🤖 AI Summary
Existing diffusion-based policy learning methods neglect physical safety constraints inherent in bimanual manipulation, leading to hazardous interactions. This paper proposes a test-time trajectory optimization framework that synergistically integrates diffusion models with vision-language models (VLMs) for semantic-driven safe planning. Specifically, we design a variable safety cost function tailored to bimanual collaboration modes; leverage VLMs to dynamically identify critical points and their relational structure, thereby adaptively generating full-task safety constraints; and employ guided diffusion denoising to optimize trajectories satisfying all constraints. Evaluated on eight simulated bimanual tasks, our method achieves a 13.7% higher task success rate and an 18.8% reduction in unsafe interactions compared to state-of-the-art approaches.

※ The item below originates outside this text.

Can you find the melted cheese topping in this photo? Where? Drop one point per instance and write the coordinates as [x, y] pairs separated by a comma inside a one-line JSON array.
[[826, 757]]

On four real-world bimanual robotic tasks, it improves success rate by 32.5%, demonstrating both safety and practical efficacy.
📝 Abstract
Bimanual manipulation has been widely applied in household services and manufacturing, which enables the complex task completion with coordination requirements. Recent diffusion-based policy learning approaches have achieved promising performance in modeling action distributions for bimanual manipulation. However, they ignored the physical safety constraints of bimanual manipulation, which leads to the dangerous behaviors with damage to robots and objects. To this end, we propose a test-time trajectory optimization framework named SafeBimanual for any pre-trained diffusion-based bimanual manipulation policies, which imposes the safety constraints on bimanual actions to avoid dangerous robot behaviors with improved success rate. Specifically, we design diverse cost functions for safety constraints in different dual-arm cooperation patterns including avoidance of tearing objects and collision between arms and objects, which optimizes the manipulator trajectories with guided sampling of diffusion denoising process. Moreover, we employ a vision-language model (VLM) to schedule the cost functions by specifying keypoints and corresponding pairwise relationship, so that the optimal safety constraint is dynamically generated in the entire bimanual manipulation process. SafeBimanual demonstrates superiority on 8 simulated tasks in RoboTwin with a 13.7% increase in success rate and a 18.8% reduction in unsafe interactions over state-of-the-art diffusion-based methods. Extensive experiments on 4 real-world tasks further verify its practical value by improving the success rate by 32.5%.